Mit Schriftsatz vom 19.11.2018, Zl *****, hat die Agrarbehörde die Verhandlungsteilnehmer auf einen Übertragungsfehler hingewiesen und die korrigierte Verhandlungsschrift nochmals übermittelt.

Mit Bescheid vom 07.01.2019, Zl ******, hat die Tiroler Landesregierung als Agrarbehörde festgestellt, dass das Gst Nr **1 in EZ ***1 (richtig: 203), GB **** Y, kein agrargemeinschaftliches Grundstück gemäß § 33 Abs 2 lit d TFLG 1996 darstellt und auf diesem Grundstück somit keine Teilwaldrechte im Sinne des § 33 Abs 3 TFLG 1996 lasten.

Gegen diesen Bescheid hat AA, Adresse 1, Z, mit Schriftsatz vom 28.01.2019 Beschwerde erhoben. Der Beschwerdeführer bestreitet nicht, dass das Gst Nr **1, GB **** Y, „seit jeher im privaten Eigentum gestanden ist“. Der Beschwerdeführer verweist allerdings auf die anlässlich der mündlichen Verhandlung am 18.10.2018 zwischen CC als Eigentümerin des Gst Nr **1, GB **** Y, und den anwesenden Teilwaldberechtigten abgeschlossene Vereinbarung. Der Spruch des angefochtenen Bescheides umfasse aber lediglich die Feststellung, dass das Gst Nr **1 in EZ ****2, GB **** Y, kein agrargemeinschaftliches Grundstück gemäß § 33 Abs 2
lit d TFLG 1996 darstelle und auf diesem Grundstück somit keine Teilwaldrechte im Sinne des § 33 Abs 3 TFLG 1996 lasten würden. Mit dieser Feststellung untrennbar verbunden sei jedoch die anlässlich der mündlichen Verhandlung am 18.10.2018 getroffene Vereinbarung. Die Agrarbehörde habe es unterlassen, diese Vereinbarung in den Spruch als Nebenbestimmung aufzunehmen. Folglich sei der Spruch des angefochtenen Bescheides unvollständig geblieben. Dementsprechend begehrt der Beschwerdeführer die ersatzlose Aufhebung des Bescheides der Tiroler Landesregierung als Agrarbehörde vom 07.01.2019, Zl  ******.

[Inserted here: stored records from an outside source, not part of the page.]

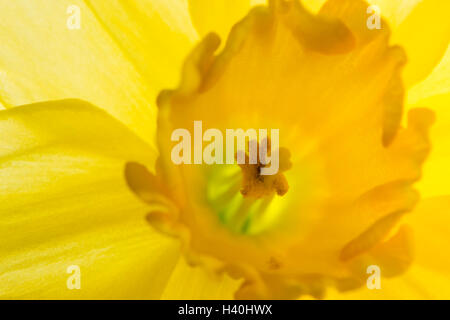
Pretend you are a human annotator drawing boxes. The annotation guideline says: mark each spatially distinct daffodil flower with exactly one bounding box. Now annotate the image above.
[0,0,450,299]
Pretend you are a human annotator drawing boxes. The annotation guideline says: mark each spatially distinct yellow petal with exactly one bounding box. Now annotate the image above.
[189,0,250,39]
[161,258,240,300]
[149,0,433,298]
[0,100,179,298]
[0,0,193,145]
[411,88,450,198]
[392,0,450,87]
[407,46,450,104]
[327,196,450,299]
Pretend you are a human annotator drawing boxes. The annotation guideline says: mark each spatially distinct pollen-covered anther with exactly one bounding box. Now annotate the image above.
[239,144,292,199]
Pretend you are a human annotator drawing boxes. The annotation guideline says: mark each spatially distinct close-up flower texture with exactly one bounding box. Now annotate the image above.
[0,0,450,300]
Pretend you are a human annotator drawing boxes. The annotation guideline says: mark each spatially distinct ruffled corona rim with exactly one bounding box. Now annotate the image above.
[125,0,434,299]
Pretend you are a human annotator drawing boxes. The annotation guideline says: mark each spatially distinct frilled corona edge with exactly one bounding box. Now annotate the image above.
[125,0,434,299]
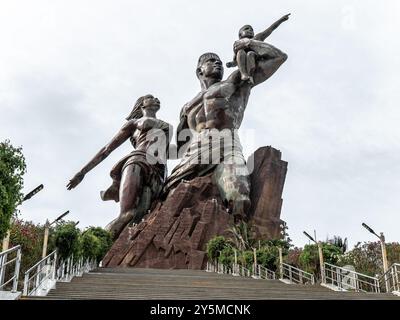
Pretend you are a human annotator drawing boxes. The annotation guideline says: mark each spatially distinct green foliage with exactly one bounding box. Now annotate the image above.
[299,243,342,277]
[0,140,26,239]
[338,241,400,276]
[327,236,347,253]
[228,221,256,250]
[286,247,303,268]
[79,232,101,260]
[256,246,279,271]
[207,222,291,270]
[10,219,44,274]
[218,244,235,266]
[386,242,400,267]
[51,221,81,259]
[82,227,112,262]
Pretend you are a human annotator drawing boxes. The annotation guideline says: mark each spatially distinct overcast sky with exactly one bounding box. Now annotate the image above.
[0,0,400,246]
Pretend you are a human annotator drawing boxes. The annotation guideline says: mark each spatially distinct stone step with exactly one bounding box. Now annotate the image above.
[25,268,399,300]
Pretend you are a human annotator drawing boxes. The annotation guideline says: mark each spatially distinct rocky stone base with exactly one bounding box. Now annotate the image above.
[103,147,287,269]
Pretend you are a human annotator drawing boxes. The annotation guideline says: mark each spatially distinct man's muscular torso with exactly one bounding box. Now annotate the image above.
[187,79,250,132]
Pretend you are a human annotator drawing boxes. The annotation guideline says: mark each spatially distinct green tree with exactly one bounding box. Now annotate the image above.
[82,227,113,262]
[0,140,26,239]
[51,221,81,259]
[79,232,101,260]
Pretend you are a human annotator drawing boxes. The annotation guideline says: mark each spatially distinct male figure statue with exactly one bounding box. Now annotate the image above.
[164,15,287,218]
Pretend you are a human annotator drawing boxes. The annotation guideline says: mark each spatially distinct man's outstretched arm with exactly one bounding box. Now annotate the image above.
[253,13,290,41]
[253,43,288,87]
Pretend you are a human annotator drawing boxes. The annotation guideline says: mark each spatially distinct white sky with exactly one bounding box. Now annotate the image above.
[0,0,400,245]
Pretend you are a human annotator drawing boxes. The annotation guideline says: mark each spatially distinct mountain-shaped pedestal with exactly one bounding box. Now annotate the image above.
[103,147,287,269]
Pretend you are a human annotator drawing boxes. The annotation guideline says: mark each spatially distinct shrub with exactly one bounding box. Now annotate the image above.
[299,243,342,277]
[0,140,26,239]
[84,227,113,262]
[79,232,101,260]
[51,221,81,259]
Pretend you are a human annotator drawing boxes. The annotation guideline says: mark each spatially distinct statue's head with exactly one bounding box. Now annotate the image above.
[196,52,224,87]
[126,94,160,120]
[239,24,254,39]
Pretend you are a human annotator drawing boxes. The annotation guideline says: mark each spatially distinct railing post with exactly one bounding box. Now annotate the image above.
[318,241,326,284]
[23,273,29,296]
[0,253,8,290]
[11,248,21,292]
[278,247,283,279]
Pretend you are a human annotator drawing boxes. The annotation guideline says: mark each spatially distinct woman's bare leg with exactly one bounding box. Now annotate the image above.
[106,164,143,238]
[236,49,249,80]
[246,51,256,83]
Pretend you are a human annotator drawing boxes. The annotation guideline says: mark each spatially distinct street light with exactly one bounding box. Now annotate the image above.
[361,222,389,292]
[42,210,69,258]
[22,184,43,201]
[2,184,43,251]
[303,231,325,283]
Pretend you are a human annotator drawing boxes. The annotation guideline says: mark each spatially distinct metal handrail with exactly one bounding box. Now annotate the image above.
[23,250,57,296]
[379,263,400,294]
[253,264,276,280]
[280,263,315,285]
[323,262,381,293]
[0,245,21,293]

Mit den Schriftsätzen vom 11.01.2019 und 05.02.2019 hat BB, Adresse 2, Y, Beschwerde gegen den Bescheid der Tiroler Landesregierung als Agrarbehörde vom 07.01.2019, Zl ******, erhoben und dessen ersatzlose Aufhebung beantragt. Der Beschwerdeführer BB bringt im Wesentlichen vor, die Teilwaldrechte seien spätestens seit 1738 klar und widerspruchsfrei geregelt. Es bestehe kein Bedarf an einer Regulierung. Der Beschwerdeführer betont, dass das Gst Nr **1, GB **** Y, ursprünglich Gemeindegrund gewesen sein müsse, da die Waldrechte „schon vor Anlegung des Privatgrunds“ bestanden hätten. Eine Privatisierung dieses Grundstückes setze einen entsprechenden Verkauf durch die Gemeinde voraus, es hätte in weiterer Folge eine Verhandlung stattfinden und das Waldprotokoll angepasst werden müssen. Dies sei aber nie geschehen. Diese „dubiose Situation“ wolle die „vermeintliche Eigentümerin“ und die Agrarbehörde durch eine ebenso dubiose Verhandlung legitimieren. Die Agrarbehörde habe es dementsprechend unterlassen, die Rechtmäßigkeit des privaten Eigentums am Gst Nr **1, GB **** Y, zu ermitteln.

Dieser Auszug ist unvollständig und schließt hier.